# Porter Cable Sander



## Deerhunter_28 (Oct 9, 2014)

I have used the Porter Cable for years using 100 grits pads.
Worked great.
Well with wear and tear I bought a new one.
Sander was Porter Cable but the vacuum was Dewalt without the throw away bags.
Supplier said Dewalt bought Porter Cable?
Everything is the same except vacuum.
Today I started sanding drywall and it was scratching the drywall .
I was no where near my supplier so we just finished the sanding.
We had to go over all the joints with a hang sanding block to remove the scratches.
They came out easy.
Trying to figure out why it's doing this and what do I need to do so it want do it again?

Thanks,



PSE EVO 60 Lbs.
Blacked out


----------



## moore (Dec 2, 2010)

220 ?


----------



## MrWillys (Mar 10, 2014)

Porter Cable is no longer made in the USA. Go on Ebay and see if you find a new, or almost new old one made in the US.


----------



## Deerhunter_28 (Oct 9, 2014)

MrWillys said:


> Porter Cable is no longer made in the USA. Go on Ebay and see if you find a new, or almost new old one made in the US.



Kinda hate buying another one since I just bought this one.
Any idea how to fix my current problem?

Thanks


PSE EVO 60 Lbs.
Blacked out


----------



## Square Foot (Jul 1, 2012)

100 grit is very aggressive. 180 is as course as I'll go.

Also, portacable drive shafts have a habit of coming too long in length.
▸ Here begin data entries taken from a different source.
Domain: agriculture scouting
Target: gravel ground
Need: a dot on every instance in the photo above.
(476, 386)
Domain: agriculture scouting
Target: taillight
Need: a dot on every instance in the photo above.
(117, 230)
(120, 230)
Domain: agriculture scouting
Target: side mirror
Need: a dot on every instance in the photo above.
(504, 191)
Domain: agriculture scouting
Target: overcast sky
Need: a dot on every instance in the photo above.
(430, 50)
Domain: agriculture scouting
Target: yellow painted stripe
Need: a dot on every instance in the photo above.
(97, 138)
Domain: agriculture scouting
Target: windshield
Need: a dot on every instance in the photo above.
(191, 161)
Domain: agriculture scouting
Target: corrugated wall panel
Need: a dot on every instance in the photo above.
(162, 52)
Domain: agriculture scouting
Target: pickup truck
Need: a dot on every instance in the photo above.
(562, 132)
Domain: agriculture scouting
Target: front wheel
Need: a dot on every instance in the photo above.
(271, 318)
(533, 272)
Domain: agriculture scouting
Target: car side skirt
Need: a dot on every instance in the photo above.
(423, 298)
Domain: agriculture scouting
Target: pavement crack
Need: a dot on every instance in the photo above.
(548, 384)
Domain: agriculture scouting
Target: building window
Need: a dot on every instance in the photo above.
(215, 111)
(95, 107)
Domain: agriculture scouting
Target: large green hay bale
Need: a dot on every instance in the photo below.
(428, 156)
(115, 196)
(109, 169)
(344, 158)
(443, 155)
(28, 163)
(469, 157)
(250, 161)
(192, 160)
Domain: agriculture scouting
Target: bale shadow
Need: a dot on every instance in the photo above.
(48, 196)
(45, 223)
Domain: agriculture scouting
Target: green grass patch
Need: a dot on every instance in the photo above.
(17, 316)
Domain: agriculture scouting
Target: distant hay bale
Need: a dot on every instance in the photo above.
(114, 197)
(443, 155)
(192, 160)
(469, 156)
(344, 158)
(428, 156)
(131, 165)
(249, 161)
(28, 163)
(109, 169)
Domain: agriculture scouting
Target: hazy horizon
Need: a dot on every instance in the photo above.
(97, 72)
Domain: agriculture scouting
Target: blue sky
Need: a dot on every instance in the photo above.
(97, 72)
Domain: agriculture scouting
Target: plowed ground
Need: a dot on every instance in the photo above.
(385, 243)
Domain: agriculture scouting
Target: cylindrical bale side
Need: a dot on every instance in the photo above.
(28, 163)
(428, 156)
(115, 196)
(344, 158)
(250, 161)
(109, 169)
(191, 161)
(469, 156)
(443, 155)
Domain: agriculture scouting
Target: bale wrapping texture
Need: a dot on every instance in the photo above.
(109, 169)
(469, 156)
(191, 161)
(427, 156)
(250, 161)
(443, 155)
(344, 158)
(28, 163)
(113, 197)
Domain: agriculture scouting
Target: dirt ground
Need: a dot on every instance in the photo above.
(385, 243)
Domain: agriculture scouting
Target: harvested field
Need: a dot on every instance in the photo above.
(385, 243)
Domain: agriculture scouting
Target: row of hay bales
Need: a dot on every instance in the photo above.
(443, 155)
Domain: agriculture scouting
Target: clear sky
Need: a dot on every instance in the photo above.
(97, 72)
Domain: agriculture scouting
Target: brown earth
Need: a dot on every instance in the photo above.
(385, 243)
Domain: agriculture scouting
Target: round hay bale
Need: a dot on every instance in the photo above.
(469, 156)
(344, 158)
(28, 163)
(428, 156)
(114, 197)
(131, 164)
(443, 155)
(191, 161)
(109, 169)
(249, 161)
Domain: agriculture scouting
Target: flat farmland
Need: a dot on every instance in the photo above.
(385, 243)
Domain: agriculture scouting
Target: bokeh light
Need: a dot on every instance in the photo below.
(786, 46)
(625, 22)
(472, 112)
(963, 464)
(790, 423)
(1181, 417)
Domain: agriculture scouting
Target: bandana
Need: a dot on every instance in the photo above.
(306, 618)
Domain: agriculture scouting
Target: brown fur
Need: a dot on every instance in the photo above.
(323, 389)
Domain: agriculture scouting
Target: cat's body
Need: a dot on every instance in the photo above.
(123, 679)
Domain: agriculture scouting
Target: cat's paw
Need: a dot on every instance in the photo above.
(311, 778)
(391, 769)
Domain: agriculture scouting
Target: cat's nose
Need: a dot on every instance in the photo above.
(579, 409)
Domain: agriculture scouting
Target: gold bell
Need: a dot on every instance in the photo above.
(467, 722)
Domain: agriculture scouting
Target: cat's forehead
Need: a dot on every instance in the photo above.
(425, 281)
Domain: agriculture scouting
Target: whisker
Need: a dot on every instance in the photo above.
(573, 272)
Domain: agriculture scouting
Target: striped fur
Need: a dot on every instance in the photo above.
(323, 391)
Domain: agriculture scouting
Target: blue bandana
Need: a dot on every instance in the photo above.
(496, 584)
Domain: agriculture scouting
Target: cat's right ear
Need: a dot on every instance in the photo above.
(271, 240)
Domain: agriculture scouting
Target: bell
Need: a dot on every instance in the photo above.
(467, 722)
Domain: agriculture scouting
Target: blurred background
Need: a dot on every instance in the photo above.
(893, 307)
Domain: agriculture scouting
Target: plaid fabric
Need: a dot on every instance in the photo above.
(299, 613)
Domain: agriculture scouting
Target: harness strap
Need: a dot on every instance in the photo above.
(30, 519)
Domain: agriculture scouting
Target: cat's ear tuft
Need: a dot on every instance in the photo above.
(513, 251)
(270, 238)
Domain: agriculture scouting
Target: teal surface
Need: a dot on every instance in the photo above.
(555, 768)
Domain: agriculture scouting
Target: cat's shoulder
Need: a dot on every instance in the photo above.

This will cause the disc holding the pad to lean too much from one side to the other when sliding across the drywall. Check by pulling back on the head and see how much it protrudes past the brushes. I have had to cut of as much as a 1/4 inch off of some of my shafts.


----------



## cazna (Mar 28, 2010)

100 Grit????


----------



## Kiwiman (Jun 14, 2008)

Having a descent velcro backing pad that sits flat and doesn't flop on the board helps a lot.....as well as finer grit disc :yes:


----------



## silverstilts (Oct 15, 2008)

Deerhunter_28 said:


> I have used the Porter Cable for years using 100 grits pads.
> Worked great.
> Well with wear and tear I bought a new one.
> Sander was Porter Cable but the vacuum was Dewalt without the throw away bags.
> ...


 I agree with Moore . I only use 220 grit then a sponge when I do a walk around with a light. There is no need to go with such a heavy grit unless you are leaving some crude taping or sanding down some existing texture.


----------



## Deerhunter_28 (Oct 9, 2014)

FYI
I cut a piece of cardboard same size as the pad and used 185 grit disk.
Best sander I have ever used!!


PSE EVO 60 Lbs.
Blacked out


----------



## thefinisher (Sep 2, 2011)

Yep a piece of cardboard works great. That is the first thing I do when I get a new porter cable.


----------